Villagers from three provinces in the lower north of Thailand have urged the Thai authorities and a mining company to provide compensation and remedial measures after the authorities found heavy metals in the villagers’ blood.  

Around 300 villagers in Phichit, Phitsanulok, and Phetchabun, three provinces in the lower northern region of Thailand, who live near a mine operated by Akara Resources Public Company Limited on the border of the three provinces, are now seriously ill, the report said.

After the Department of Primary Industries and Mines (DPIM) found that the villagers’ blood samples were contaminated with heavy metals at levels of high risk, it last week ordered the mine to close down temporarily.

Suekanya Teerachatdamrong, an activist from northern Thailand, and around 30 villagers last Friday submitted a petition to Surapong Chiangthong, the Director-General of DPIM, to urge the authorities to compensate and provide medical assistance to the villagers.

Suekanya and the villagers stressed that according to Articles 131, 131/1, and Section 11/1 which dictates the responsibilities of mining operators in the 1967 Mining Act, the company must assist and provide guarantees to offset the health risks for villagers affected by the mines.    

Moreover, the activist added that they suspect that the company has not really stopped mining operations.

“We are not sure if the company has really stopped [mining] in accordance with the DPIM order because we can’t check this, but it seems like they are still operating. This is why we have to complain to the DPIM both about the budget to help the villagers and to check on the company after the order was issued,” said Suekanya.

The activist added that in December 2014 the DPIM issued an order to the company to take responsibility for the people and environment affected by the mining operations, but so far nothing has been done.

The villagers who work in the mine have become seriously ill from the mining. One was admitted to hospital and was discharged after a day because he could not afford the treatment.

So far, the Forensic Science Institute under Rangsit University has examined 700 villagers for heavy metals, but 6000 more need to be checked.

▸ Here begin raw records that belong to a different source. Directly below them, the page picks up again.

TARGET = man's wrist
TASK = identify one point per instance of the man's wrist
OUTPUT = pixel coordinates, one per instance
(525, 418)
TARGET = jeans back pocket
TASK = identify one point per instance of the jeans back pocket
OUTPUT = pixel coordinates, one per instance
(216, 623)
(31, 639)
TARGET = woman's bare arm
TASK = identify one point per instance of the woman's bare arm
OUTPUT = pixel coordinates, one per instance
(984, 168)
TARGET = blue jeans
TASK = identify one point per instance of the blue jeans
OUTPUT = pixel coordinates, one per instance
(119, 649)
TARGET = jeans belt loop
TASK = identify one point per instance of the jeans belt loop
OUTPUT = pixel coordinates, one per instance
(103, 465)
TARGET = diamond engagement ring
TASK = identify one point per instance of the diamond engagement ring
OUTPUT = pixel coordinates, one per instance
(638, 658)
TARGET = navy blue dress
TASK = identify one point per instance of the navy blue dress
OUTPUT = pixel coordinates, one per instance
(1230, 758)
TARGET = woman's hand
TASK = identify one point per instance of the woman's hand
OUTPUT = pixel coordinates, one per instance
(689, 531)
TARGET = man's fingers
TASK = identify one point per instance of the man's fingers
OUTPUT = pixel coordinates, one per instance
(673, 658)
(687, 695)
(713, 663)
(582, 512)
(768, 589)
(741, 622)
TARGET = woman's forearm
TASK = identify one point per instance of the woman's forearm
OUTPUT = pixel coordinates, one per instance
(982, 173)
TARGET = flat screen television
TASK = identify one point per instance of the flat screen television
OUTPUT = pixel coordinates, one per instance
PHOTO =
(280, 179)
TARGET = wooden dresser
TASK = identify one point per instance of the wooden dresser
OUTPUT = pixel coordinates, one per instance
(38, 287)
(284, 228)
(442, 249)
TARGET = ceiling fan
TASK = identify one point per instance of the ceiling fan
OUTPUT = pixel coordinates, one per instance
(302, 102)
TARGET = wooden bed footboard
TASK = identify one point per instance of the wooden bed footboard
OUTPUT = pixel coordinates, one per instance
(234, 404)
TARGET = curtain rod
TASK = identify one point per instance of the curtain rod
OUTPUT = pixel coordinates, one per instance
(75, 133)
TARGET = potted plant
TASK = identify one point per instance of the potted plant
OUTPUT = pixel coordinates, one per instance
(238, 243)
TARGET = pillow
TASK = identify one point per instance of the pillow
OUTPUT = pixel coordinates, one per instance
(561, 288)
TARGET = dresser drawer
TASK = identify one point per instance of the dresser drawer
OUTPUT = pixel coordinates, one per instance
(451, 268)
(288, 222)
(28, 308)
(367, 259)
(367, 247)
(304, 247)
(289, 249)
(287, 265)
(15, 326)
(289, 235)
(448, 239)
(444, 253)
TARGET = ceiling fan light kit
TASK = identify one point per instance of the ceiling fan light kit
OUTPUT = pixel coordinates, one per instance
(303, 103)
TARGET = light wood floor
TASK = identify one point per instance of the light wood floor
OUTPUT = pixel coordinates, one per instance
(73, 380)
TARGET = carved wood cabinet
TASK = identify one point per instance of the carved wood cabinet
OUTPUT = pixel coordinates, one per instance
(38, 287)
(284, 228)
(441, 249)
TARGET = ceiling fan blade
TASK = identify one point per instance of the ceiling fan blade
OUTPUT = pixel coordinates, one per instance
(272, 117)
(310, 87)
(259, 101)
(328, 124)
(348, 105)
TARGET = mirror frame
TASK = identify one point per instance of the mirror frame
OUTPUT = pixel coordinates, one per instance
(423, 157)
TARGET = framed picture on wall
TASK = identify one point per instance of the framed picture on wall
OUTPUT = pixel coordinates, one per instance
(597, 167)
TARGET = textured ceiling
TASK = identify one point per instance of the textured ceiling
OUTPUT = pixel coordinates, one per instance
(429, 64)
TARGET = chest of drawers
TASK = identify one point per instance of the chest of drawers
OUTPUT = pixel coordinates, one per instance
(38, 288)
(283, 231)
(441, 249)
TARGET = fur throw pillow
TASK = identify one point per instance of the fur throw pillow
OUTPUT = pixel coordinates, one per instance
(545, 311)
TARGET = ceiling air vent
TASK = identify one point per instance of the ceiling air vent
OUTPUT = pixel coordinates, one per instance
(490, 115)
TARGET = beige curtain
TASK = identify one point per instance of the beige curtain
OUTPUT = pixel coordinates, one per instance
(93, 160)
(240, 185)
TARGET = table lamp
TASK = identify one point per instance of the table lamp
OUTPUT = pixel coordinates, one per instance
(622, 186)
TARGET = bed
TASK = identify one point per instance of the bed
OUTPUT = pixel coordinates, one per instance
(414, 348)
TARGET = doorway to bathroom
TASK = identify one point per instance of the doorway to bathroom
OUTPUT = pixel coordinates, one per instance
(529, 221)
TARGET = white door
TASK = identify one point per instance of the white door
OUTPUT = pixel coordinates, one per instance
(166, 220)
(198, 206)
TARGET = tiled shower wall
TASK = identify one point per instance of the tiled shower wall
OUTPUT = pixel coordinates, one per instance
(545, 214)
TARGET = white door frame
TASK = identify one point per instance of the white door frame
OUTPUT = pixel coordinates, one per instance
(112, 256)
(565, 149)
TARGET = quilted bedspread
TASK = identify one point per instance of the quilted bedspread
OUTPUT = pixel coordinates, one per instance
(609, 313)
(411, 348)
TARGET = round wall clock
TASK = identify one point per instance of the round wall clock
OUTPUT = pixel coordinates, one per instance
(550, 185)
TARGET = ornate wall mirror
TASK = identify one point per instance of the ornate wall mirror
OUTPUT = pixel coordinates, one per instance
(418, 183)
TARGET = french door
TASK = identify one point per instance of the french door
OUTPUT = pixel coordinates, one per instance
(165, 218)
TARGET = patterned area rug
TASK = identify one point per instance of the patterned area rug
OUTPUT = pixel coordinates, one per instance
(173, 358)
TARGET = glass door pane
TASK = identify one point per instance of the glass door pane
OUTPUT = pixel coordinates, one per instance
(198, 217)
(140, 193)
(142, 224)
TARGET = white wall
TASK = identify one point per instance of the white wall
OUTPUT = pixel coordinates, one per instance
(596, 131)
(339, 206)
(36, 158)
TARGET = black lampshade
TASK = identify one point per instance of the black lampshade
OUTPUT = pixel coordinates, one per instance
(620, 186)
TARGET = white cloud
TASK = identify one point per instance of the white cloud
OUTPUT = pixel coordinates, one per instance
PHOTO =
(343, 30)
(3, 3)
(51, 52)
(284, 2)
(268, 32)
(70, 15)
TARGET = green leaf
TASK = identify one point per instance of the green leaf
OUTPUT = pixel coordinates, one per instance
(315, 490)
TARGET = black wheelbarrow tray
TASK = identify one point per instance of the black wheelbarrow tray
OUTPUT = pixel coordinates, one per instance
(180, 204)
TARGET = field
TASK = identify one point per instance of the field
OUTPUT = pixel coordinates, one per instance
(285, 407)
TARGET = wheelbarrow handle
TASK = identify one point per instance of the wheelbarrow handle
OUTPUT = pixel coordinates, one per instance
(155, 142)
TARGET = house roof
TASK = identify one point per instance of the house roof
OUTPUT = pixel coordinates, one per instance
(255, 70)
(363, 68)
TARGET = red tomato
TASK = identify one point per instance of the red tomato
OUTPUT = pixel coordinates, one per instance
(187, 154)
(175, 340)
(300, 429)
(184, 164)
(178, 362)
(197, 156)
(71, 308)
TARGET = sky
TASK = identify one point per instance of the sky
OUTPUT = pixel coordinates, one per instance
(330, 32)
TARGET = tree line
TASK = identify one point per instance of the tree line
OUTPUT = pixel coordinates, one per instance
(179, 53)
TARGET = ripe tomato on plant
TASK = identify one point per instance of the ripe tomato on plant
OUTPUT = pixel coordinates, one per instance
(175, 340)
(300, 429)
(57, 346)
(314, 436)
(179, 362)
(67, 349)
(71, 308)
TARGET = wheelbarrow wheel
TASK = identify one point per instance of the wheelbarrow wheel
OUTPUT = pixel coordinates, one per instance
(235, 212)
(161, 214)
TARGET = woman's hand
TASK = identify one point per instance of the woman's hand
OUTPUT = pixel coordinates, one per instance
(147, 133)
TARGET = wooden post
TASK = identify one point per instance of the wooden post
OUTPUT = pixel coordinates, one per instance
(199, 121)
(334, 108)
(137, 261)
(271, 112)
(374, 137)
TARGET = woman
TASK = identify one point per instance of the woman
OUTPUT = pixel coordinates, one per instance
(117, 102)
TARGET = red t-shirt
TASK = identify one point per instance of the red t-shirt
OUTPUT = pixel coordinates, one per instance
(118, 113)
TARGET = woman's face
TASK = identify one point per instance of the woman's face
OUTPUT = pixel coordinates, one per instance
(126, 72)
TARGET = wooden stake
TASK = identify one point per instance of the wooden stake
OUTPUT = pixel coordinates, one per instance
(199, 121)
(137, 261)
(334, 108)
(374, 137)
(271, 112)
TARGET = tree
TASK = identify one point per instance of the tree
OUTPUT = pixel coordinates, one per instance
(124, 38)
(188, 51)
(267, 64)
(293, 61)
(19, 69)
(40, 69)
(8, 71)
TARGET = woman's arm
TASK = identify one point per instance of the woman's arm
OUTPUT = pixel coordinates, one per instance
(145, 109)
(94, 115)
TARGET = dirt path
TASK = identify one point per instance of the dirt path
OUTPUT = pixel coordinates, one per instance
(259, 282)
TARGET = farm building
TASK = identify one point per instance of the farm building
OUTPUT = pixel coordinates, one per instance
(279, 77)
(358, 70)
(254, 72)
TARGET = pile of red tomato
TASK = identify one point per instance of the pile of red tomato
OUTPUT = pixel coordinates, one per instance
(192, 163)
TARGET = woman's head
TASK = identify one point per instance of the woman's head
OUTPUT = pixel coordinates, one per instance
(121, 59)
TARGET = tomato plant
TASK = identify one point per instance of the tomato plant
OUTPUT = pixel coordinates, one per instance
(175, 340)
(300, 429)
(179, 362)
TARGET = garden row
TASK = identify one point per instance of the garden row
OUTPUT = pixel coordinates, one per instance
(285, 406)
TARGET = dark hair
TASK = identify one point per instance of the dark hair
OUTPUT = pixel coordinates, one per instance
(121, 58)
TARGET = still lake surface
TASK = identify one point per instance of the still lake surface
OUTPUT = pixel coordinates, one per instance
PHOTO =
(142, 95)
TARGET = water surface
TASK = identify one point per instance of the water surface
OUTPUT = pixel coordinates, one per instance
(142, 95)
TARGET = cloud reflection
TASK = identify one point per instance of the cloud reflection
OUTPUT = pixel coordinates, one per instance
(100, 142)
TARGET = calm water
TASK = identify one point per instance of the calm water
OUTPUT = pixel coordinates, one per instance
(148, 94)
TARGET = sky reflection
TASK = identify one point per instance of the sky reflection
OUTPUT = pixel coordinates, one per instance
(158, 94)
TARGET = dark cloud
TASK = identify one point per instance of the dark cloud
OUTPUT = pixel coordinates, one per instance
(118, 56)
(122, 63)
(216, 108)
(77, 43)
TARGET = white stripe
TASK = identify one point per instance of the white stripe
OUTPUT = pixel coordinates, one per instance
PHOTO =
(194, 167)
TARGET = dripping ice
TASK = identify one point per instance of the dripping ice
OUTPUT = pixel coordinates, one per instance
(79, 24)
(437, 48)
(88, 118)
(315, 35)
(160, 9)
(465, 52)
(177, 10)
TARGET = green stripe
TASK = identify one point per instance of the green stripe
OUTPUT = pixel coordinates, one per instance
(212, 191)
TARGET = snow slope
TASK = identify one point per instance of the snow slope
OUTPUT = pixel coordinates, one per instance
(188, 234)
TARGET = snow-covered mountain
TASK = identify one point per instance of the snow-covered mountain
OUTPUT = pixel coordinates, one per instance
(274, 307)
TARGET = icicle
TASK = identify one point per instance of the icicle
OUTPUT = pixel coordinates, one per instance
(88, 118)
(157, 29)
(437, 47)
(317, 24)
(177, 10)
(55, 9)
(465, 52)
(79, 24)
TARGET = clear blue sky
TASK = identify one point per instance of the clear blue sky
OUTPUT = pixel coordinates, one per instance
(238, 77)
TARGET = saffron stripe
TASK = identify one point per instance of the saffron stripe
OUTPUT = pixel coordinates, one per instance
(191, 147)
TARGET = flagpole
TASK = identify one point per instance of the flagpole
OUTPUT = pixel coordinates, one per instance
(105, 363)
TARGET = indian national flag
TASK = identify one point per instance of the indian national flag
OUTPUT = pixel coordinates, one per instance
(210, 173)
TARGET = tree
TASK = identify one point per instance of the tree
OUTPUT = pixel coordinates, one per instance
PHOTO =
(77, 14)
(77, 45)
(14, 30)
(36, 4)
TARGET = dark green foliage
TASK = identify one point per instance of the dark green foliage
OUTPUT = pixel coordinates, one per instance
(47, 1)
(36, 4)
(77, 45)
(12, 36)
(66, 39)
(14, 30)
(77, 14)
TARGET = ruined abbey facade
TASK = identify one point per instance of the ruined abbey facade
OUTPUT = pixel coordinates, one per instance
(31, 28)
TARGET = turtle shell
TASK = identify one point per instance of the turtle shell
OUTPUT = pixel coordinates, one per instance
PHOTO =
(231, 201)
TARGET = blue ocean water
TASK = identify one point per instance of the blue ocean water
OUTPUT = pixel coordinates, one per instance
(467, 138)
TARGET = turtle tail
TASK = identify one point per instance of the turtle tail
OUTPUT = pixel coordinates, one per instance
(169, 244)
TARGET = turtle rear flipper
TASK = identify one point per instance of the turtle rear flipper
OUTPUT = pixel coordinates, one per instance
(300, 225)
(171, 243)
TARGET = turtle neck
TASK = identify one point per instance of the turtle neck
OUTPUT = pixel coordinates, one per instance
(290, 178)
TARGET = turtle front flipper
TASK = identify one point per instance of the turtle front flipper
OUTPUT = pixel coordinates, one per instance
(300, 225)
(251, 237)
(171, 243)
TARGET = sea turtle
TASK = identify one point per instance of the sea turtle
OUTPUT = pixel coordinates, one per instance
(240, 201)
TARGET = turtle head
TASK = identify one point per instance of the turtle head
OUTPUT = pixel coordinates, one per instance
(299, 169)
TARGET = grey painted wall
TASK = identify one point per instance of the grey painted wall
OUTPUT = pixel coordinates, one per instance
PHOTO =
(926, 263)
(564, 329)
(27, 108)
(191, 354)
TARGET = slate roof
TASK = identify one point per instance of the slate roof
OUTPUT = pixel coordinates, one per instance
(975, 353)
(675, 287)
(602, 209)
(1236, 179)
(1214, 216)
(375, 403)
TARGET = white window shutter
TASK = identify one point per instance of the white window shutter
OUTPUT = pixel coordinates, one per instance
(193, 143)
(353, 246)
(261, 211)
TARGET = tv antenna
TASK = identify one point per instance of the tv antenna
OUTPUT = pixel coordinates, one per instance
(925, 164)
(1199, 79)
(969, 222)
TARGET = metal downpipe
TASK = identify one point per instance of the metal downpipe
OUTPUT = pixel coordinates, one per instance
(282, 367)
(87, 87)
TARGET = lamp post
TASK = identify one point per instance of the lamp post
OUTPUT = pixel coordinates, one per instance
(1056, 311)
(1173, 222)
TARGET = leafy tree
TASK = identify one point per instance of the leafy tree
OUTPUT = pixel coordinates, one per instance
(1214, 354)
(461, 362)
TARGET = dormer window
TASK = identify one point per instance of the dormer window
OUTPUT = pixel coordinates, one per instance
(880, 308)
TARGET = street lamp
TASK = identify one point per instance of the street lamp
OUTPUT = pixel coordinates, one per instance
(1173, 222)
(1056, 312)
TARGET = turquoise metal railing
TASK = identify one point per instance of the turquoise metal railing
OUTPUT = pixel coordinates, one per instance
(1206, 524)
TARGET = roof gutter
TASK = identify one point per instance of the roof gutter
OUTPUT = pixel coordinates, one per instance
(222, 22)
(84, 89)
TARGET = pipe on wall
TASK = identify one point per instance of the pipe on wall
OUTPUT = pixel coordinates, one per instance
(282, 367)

Suvit Kulapwong, General-Secretary of the NGO Coordinating Committee on Development (NGO-COD) Isan (Thailand’s northeast), commented that the DPIM’s measure to halt mining operations in the affected areas was done only for the DPIM’s own sake to cover up its ignorance and that the DPIM should do its job in taking legal action against the company.

“The DPIM should reconsider the process of giving concessions to the mining business because it clearly shows that in the past the process was very negligent. Looking back on an important issue, the EIA (Environmental Impact Assessment), has never provided answers to the adverse environmental problems,” said Suvit.

He added that the mines underwent both an EIA and Environmental Health Impact Assessment (EHIA). However, they still failed to offset the true environmental and social costs from the mine.  

The Law Reform Commission of Thailand (LRCT) has drafted a new mining bill with civil society which will be open for discussion by the public and relevant government agencies on 22 and 23 January 2015 respectively.